I dare say a psychologist would assert that my caravan is literally my home from home, and that without such a safety-capsule I would quickly fall apart. Certainly I do treat it as my comfortable residence for the time being, and not as a mere shelter from the elements, somewhere to doss. And I do like to be able to shut the door and relish the private space within. Exactly as I can in my real home. That doesn't mean that I'm a recluse. I want connections. I want to be reachable. And to reach out. I couldn't at Longleat.

Years ago, before the Internet, before mobile phones, a lot of people who lived alone must have felt very isolated, and quite possibly prone to despondency and worry because of it. They might have had an old-fashioned landline telephone, and there could have been the occasional letter. But for days on end, the TV and radio had to supply their need for human contact. Not so now. The Internet is there to be tapped. It's bursting with news, opinions, advice, commentary and analysis on every conceivable topic, with all manner of entertainment and stimulation for the mind. You do have to be discerning and discriminating, and aware that most websites have an axe to grind, or a message to promote, or something to sell. But subject to that, there is more than enough to stave off loneliness and boredom, and encourage involvement in something congenial. I've got into the habit of looking daily at a string of favourite websites. It's a definite pleasure. And although my life isn't built around doing this, if I can't 'do my rounds' I do feel starved of knowledge about what's happening, and what's new.

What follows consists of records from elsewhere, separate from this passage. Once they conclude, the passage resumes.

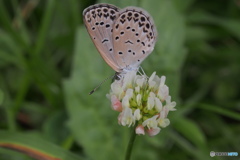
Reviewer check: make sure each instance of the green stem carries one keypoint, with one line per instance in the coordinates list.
(130, 144)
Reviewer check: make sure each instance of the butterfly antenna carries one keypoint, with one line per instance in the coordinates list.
(100, 84)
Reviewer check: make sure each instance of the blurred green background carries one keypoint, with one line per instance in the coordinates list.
(48, 65)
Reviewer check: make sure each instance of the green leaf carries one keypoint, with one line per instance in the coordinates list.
(190, 130)
(220, 110)
(169, 53)
(34, 146)
(1, 96)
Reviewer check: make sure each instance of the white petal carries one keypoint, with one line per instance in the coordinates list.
(152, 77)
(162, 81)
(137, 89)
(164, 122)
(140, 130)
(125, 102)
(129, 92)
(137, 114)
(127, 117)
(151, 122)
(163, 92)
(158, 104)
(139, 99)
(153, 131)
(150, 103)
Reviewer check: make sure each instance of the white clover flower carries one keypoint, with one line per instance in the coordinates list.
(141, 101)
(127, 117)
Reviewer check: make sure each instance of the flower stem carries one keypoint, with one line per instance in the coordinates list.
(130, 144)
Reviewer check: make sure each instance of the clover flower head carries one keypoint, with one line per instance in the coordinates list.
(142, 101)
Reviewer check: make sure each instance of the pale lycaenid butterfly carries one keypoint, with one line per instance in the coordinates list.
(123, 37)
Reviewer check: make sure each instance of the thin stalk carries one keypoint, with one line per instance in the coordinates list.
(130, 145)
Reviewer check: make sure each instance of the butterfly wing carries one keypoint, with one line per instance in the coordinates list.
(134, 37)
(99, 20)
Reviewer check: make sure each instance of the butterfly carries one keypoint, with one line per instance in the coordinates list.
(123, 37)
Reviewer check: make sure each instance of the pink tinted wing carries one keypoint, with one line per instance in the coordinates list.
(99, 20)
(134, 37)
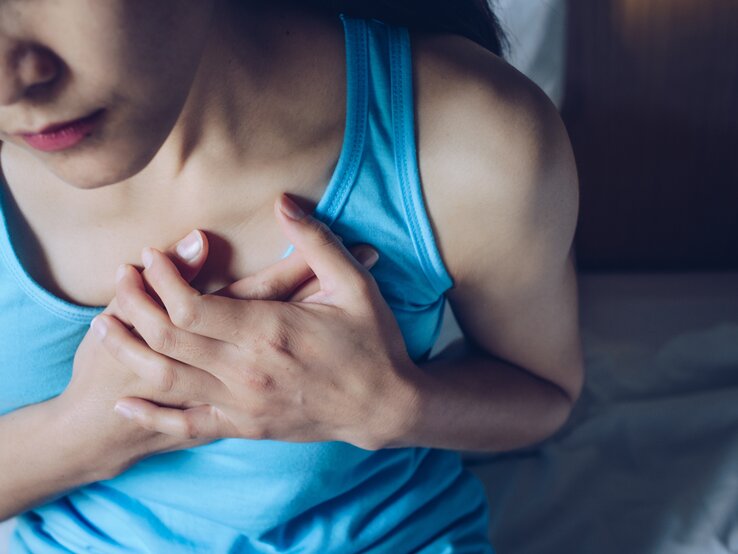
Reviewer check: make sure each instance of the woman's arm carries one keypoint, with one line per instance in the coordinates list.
(41, 458)
(502, 192)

Behind all this must be a fear of getting too old, too tired, or too mentally slow, to be concerned or care. I wouldn't be surprised to be told that using the Internet as I do is a way I've developed for staying alert and on the ball. Well, it's better than doing sudoku or crosswords. And although I like reading - I've bought four books recently, and finished one of them already - I find I'm more likely to nod off over a book than a laptop.

Morpheus beckons, so I'll end on that note.

Well, not quite. Talking of Morpheus, a few days ago I was exploring a narrow twitten (that's the Sussex word; I'm not sure what a narrow lane is called in Somerset) in Wincanton, when I found this fixed to a wall. It looked as if someone had gone to a lot of trouble to compose a seasonal poem for their Mum, illustrated with a suitable seasonal photo, and laminating the ensemble to protect it from the weather.


The poem reads as follows:

The Blackbird no longer sings, mute now 'til Spring.
His young have flown. he sits alone, duty done.

Chills of Autumn are on us now,
Morning mist that cloaks the hills 
rises and evaporates like last night's dreams -
it seems as though Summer never was.
Memories of it slip through my fingers like sand.
A grain or two lingers like those mayfly words
that came and went like a sunbeam.
Sunamis of sadness 
and joyous moments of magic madness remembered.
Times when the earth turned
and my heart leaned to love.

In the tweenlight I invite Morpheus to come, 
take me in his arms, hold me tight and rock me gently into sleep -
I embrace the transition of day into night.

Moonrise comes early...
witching time time when silence falls and slumber calls.

I am no judge of poetry, but this evokes (for me) wistfulness for a carefree summer that came and went, replaced by the colder and darker days of Autumn. (Shouldn't it be 'Tsunamis'? I don't suppose it matters) It was so unexpected, finding such a thing down a narrow lane in a small Somerset town.


You may be sure that while parked at Wincanton I fired up my phone and caught up on my emails!